Thin but tough, with layers of protection
The UAG Monarch case is said to be handcrafted and boasts five layers of protection. The layers consist of a "tough armour frame" that absorbs shock and impact, a top grain-leather for looks, a polycarbonate shear plate for stiffness, impact-resistant rubber, and an alloy metal frame with torx screws to keep each layer in place.
From the back, these layers make the Monarch ruggedly handsome. There are tyre-like threads on the sides with a leather back that is covered by a metal frame, with the UAG logo in chrome accent - a great case for petrol heads.
The case covers only the side volume buttons and power button, with a single cut-out for the rear camera, flash and fingerprint sensor. The headphone jack, USB-C port and speakers at its bottom are exposed.
But the best thing about the Monarch is its thinness. It does not add much bulk to the phone. It can be used with an S8 that has a curved tempered glass screen protector. It is also the second lightest case here. Thus, it provides the best handling for the S8 in this round-up.
Its thinness does not inspire confidence, but it is supposed to be able to endure twice the amount of abuse spelt out by the MIL-STD- 810G 516.6 drop test and even has a 10-year limited warranty.

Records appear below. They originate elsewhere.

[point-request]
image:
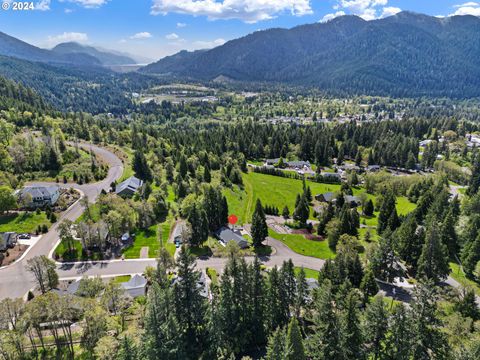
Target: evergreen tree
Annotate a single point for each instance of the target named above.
(368, 209)
(259, 225)
(428, 341)
(368, 286)
(474, 184)
(140, 166)
(449, 235)
(324, 343)
(190, 307)
(127, 350)
(388, 213)
(199, 225)
(207, 177)
(383, 262)
(161, 326)
(376, 326)
(410, 239)
(302, 211)
(351, 333)
(399, 340)
(433, 261)
(294, 342)
(276, 349)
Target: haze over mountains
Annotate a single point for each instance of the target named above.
(403, 55)
(64, 53)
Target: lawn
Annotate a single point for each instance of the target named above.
(64, 254)
(23, 222)
(303, 246)
(148, 238)
(271, 190)
(309, 273)
(279, 191)
(94, 210)
(458, 274)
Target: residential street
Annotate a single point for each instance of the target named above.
(15, 280)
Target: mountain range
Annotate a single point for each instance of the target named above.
(407, 54)
(66, 53)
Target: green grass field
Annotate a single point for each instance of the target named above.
(309, 273)
(271, 190)
(148, 238)
(303, 246)
(23, 222)
(458, 274)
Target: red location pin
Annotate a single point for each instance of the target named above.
(232, 219)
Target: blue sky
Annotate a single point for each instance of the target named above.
(156, 28)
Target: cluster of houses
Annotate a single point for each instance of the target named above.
(473, 140)
(135, 287)
(38, 196)
(353, 201)
(7, 240)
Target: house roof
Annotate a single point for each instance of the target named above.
(137, 281)
(350, 199)
(272, 161)
(297, 163)
(178, 231)
(39, 191)
(327, 174)
(225, 235)
(132, 184)
(8, 236)
(328, 196)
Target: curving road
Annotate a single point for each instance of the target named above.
(15, 280)
(136, 266)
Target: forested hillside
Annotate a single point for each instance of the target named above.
(404, 55)
(70, 88)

During the drop tests, the Monarch made a terrible sound on impact. It sounded as if glass had shattered or something like that.

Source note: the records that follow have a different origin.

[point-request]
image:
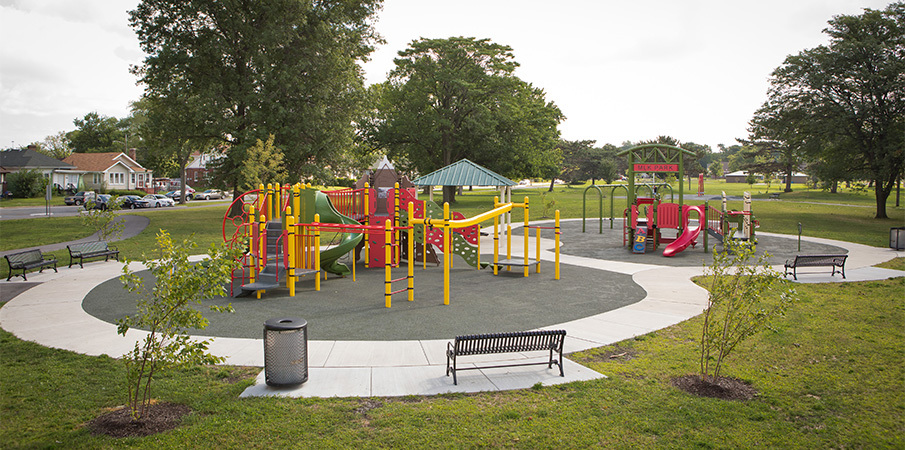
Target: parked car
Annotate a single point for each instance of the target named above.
(132, 202)
(99, 201)
(175, 195)
(158, 200)
(79, 198)
(210, 194)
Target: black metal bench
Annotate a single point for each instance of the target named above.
(27, 260)
(833, 261)
(522, 341)
(94, 249)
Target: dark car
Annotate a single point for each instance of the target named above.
(79, 198)
(100, 201)
(132, 202)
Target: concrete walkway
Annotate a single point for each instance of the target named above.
(50, 314)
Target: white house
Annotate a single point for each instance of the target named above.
(112, 170)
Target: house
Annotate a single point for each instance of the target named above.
(197, 170)
(741, 176)
(56, 171)
(111, 170)
(797, 178)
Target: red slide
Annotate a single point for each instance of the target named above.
(689, 235)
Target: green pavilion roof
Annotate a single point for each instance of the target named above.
(463, 173)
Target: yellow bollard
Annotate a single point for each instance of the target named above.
(317, 253)
(411, 251)
(397, 249)
(367, 218)
(556, 243)
(479, 248)
(262, 247)
(447, 254)
(388, 272)
(290, 246)
(496, 241)
(527, 236)
(537, 252)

However, upon closer inspection, both the case and S8 did not suffer any physical damage.
The screen protector did not show any cracks and the S8 continued to worknormally.
I found that the case tends to land on one corner on first impact. But it always flipped and bounced to land on its back with the screen facing up. That's probably why nothing was damaged.
•Verdict: The UAG Monarch is ruggedly good-looking and it protects the phone pretty well, despite its thinness and seeming lack of protection.